Press secretary Sarah Sanders told reporters that acting Defense Secretary Patrick Shanahan had briefed President Donald Trump on the development as he flew to Florida on Friday and additional information would "soon" come from the Pentagon.
Over two hours after the announcement the Pentagon had not commented.
The CNN team on the ground in eastern Syria said Friday that it continues to see airstrikes and hear heavy gunfire.
"There has been gunfire coming out of the ISIS positions, which are, admittedly, a very small piece of territory on the edge of a hill outside the eastern end of this town of Baghouz," CNN Senior International Correspondent Ben Wedeman reported from his position overlooking the village.

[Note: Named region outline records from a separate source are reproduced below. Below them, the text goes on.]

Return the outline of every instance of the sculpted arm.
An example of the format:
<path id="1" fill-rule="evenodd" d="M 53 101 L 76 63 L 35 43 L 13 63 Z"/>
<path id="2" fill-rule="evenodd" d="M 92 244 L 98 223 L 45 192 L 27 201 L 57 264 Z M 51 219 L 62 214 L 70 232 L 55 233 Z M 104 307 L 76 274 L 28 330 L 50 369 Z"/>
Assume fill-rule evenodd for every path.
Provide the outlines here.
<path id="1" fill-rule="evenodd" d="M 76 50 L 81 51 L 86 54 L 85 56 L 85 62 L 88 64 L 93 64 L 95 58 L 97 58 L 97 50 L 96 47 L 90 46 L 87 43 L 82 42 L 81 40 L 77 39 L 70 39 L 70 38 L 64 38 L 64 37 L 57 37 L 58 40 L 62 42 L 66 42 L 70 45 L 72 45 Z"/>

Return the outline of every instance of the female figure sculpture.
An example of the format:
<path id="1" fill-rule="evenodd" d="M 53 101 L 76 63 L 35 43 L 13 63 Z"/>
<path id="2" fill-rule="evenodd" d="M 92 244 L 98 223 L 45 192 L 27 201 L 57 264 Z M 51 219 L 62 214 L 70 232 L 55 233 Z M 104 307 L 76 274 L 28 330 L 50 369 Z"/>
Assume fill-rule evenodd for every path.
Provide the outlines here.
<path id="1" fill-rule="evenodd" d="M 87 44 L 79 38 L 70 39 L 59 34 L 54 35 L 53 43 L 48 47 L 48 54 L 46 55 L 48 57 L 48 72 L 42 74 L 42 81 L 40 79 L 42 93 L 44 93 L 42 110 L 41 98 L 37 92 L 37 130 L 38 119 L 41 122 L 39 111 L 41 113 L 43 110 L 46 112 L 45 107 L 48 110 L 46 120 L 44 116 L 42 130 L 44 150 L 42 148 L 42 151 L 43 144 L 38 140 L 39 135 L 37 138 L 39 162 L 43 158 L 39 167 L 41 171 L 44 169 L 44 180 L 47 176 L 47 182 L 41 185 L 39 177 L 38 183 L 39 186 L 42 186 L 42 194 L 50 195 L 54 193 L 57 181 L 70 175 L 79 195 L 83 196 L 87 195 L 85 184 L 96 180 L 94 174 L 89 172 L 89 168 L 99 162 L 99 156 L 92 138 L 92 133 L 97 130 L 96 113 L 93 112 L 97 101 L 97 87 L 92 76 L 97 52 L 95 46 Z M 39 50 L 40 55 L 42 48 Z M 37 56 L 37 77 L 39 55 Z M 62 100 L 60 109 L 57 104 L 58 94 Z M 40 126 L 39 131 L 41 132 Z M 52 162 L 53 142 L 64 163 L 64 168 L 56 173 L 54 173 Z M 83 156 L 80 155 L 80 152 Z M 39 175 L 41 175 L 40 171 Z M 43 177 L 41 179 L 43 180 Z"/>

"If you were to look at the amount of territory, it is very small indeed, but the fighting goes on," he added.
Syrian Democratic Forces spokesman Mustafa Bali told CNN that while the battle is all but over, some final ISIS holdouts remain.

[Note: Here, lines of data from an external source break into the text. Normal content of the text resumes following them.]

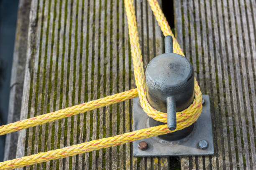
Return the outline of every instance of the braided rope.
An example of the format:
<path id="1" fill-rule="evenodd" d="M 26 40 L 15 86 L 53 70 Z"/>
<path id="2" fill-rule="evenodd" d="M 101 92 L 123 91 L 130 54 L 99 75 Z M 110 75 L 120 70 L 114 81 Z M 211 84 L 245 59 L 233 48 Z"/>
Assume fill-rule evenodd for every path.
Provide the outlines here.
<path id="1" fill-rule="evenodd" d="M 0 126 L 0 135 L 20 130 L 48 122 L 84 113 L 100 108 L 131 99 L 138 96 L 137 89 L 107 96 L 34 118 Z"/>
<path id="2" fill-rule="evenodd" d="M 141 106 L 148 116 L 158 121 L 164 122 L 167 122 L 166 114 L 158 111 L 152 108 L 149 104 L 146 96 L 145 80 L 143 63 L 138 43 L 138 36 L 133 1 L 133 0 L 125 0 L 125 5 L 128 18 L 131 51 L 137 89 L 131 90 L 83 104 L 62 109 L 55 112 L 43 115 L 33 118 L 35 118 L 34 119 L 28 119 L 2 126 L 0 127 L 0 135 L 34 126 L 124 101 L 136 97 L 138 94 Z M 164 35 L 166 36 L 169 35 L 173 37 L 174 51 L 174 52 L 184 55 L 177 40 L 174 38 L 174 36 L 171 31 L 157 0 L 148 0 L 148 1 Z M 174 131 L 169 130 L 166 124 L 151 127 L 114 137 L 93 140 L 64 148 L 50 150 L 45 152 L 40 152 L 37 154 L 6 161 L 0 162 L 0 169 L 12 169 L 20 168 L 163 135 L 182 129 L 192 125 L 196 121 L 202 111 L 202 93 L 195 78 L 195 99 L 193 103 L 189 108 L 182 112 L 176 113 L 177 128 Z M 19 124 L 19 122 L 21 124 Z M 23 124 L 26 125 L 23 125 Z M 18 125 L 20 125 L 20 126 L 17 128 Z"/>
<path id="3" fill-rule="evenodd" d="M 20 168 L 35 163 L 105 148 L 159 135 L 164 135 L 170 132 L 167 125 L 141 129 L 115 136 L 92 140 L 61 149 L 40 152 L 20 158 L 8 160 L 0 163 L 0 169 L 10 170 Z"/>

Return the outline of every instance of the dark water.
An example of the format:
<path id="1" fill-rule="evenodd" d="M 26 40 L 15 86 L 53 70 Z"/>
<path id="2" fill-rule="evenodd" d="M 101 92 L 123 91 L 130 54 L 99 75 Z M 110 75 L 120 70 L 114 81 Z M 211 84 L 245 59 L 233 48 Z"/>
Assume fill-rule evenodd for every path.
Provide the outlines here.
<path id="1" fill-rule="evenodd" d="M 18 0 L 0 0 L 0 125 L 7 122 Z M 5 135 L 0 136 L 3 161 Z"/>

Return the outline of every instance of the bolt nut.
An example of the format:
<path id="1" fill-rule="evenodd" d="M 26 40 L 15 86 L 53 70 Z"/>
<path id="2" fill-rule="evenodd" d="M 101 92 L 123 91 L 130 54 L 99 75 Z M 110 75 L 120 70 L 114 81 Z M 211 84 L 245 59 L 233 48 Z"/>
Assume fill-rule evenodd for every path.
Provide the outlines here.
<path id="1" fill-rule="evenodd" d="M 198 147 L 201 149 L 206 149 L 208 148 L 208 142 L 205 140 L 201 140 L 198 143 Z"/>
<path id="2" fill-rule="evenodd" d="M 148 149 L 148 144 L 145 141 L 140 142 L 138 148 L 141 150 L 145 150 Z"/>
<path id="3" fill-rule="evenodd" d="M 205 100 L 203 98 L 202 98 L 202 105 L 205 105 Z"/>

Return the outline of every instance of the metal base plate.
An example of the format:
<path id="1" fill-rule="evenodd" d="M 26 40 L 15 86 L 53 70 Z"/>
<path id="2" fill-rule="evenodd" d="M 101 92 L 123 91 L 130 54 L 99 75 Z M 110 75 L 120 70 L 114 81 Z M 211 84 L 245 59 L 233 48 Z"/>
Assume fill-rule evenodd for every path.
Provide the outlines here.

"The WH statement doesn't contradict ours: we also believe that ISIS was defeated. There are some groups that refuse to surrender. Our Forces with the assistance of the Coalition forces are working to force them to surrender and defeat them," he said.

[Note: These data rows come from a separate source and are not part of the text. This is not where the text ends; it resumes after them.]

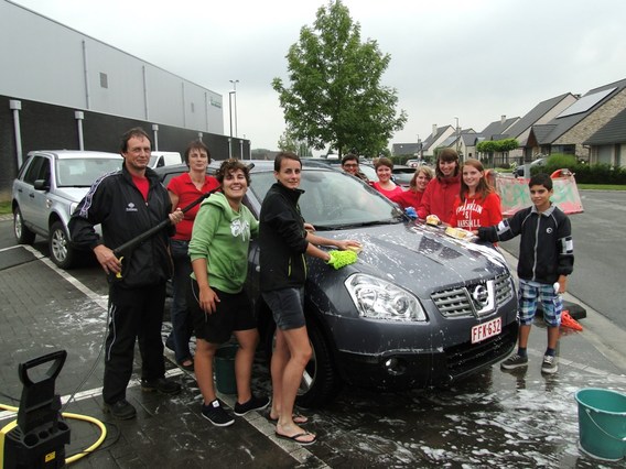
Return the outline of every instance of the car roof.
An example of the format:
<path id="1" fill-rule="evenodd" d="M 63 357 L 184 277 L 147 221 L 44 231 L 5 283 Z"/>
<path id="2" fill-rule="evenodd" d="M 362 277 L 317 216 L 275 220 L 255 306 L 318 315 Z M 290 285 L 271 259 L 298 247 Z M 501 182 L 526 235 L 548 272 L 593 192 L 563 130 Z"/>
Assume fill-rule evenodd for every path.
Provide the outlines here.
<path id="1" fill-rule="evenodd" d="M 33 154 L 46 154 L 58 160 L 72 159 L 91 159 L 91 157 L 115 157 L 122 159 L 119 153 L 98 152 L 90 150 L 33 150 L 29 152 L 29 156 Z"/>
<path id="2" fill-rule="evenodd" d="M 207 167 L 207 173 L 214 173 L 216 172 L 219 166 L 222 165 L 222 162 L 224 160 L 213 160 L 211 162 L 211 164 Z M 250 170 L 250 173 L 261 173 L 261 172 L 269 172 L 269 171 L 273 171 L 273 160 L 239 160 L 241 163 L 249 165 L 250 163 L 253 165 L 252 168 Z M 336 171 L 333 166 L 334 165 L 330 165 L 326 163 L 321 163 L 319 161 L 311 161 L 307 159 L 302 159 L 302 167 L 306 167 L 306 168 L 316 168 L 316 170 L 325 170 L 325 171 Z M 155 167 L 153 170 L 156 174 L 159 175 L 166 175 L 166 174 L 171 174 L 171 173 L 186 173 L 190 171 L 188 166 L 186 164 L 172 164 L 170 166 L 161 166 L 161 167 Z"/>

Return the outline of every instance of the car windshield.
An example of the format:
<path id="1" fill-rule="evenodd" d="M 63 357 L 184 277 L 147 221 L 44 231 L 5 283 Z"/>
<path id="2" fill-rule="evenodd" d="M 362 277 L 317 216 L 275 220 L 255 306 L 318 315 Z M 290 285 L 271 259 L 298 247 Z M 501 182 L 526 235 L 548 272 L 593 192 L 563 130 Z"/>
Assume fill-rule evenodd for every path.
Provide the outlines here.
<path id="1" fill-rule="evenodd" d="M 367 176 L 369 181 L 378 181 L 378 176 L 376 175 L 376 170 L 374 166 L 369 166 L 367 164 L 359 164 L 359 171 Z"/>
<path id="2" fill-rule="evenodd" d="M 57 187 L 90 187 L 101 175 L 121 168 L 118 157 L 65 159 L 56 162 Z"/>
<path id="3" fill-rule="evenodd" d="M 250 189 L 262 200 L 276 183 L 273 173 L 253 173 Z M 404 220 L 402 211 L 359 179 L 338 171 L 304 168 L 299 205 L 317 230 L 381 225 Z"/>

Earlier this month, Trump declared that US backed-forces had retaken 100% of the territory once claimed by ISIS in Syria, an announcement that surprised US officials and regional allies leading the fight, who told CNN at the time that the battle was not over.
"We just took over, you know, you kept hearing it was 90%, 92%, the caliphate in Syria, now it's 100%. We just took over 100% caliphate, that means the area of the land we're just have 100%, so that's good," Trump said while addressing US troops at Joint Base Elmendorf-Richardson in Alaska on his return trip from Hanoi, Vietnam.
Speaking to reporters on Wednesday, the President had pulled out a sheet of paper to demonstrate the success against ISIS, showing two maps of the terror group's territorial control in Iraq and Syria, maps he said "just came out 20 minutes ago."
"Election night in 2016, everything red is ISIS," Trump said, pointing to the red on the map.
"Now on the bottom, there is no red," he said, adding, "Actually, a tiny spot, which will be gone by tonight."
Sanders showed reporters aboard Air Force One a similar map Friday depicting ISIS-held territory in Syria in 2014 compared with today.
Earlier this week, Trump also disputed the characterization that he had changed his strategy in Syria by leaving some US troops there for a period, despite previously announcing that all US troops would be withdrawn.
"No, no. We're leaving 200 people there and 200 in another place closer to Israel," he told reporters Wednesday on the White House South Lawn when asked if he had reversed course.
One contingent of troops will be stationed in northeast Syria, where they will be part of a multinational force tasked with helping to prevent an ISIS resurgence and helping to prevent clashes between Turkey and America's Kurdish-led Syrian allies.
The remainder will be at At Tanf, Syria, a base near the Syria-Jordan border that allows the US to monitor and target some of the ISIS remnants who operate west of the Euphrates River. The US presence there also denies Iran and its proxies access to a strategic highway connecting Syria and Iraq that runs near the base, a US presence that Iran's adversary Israel is seen as keen on keeping in place.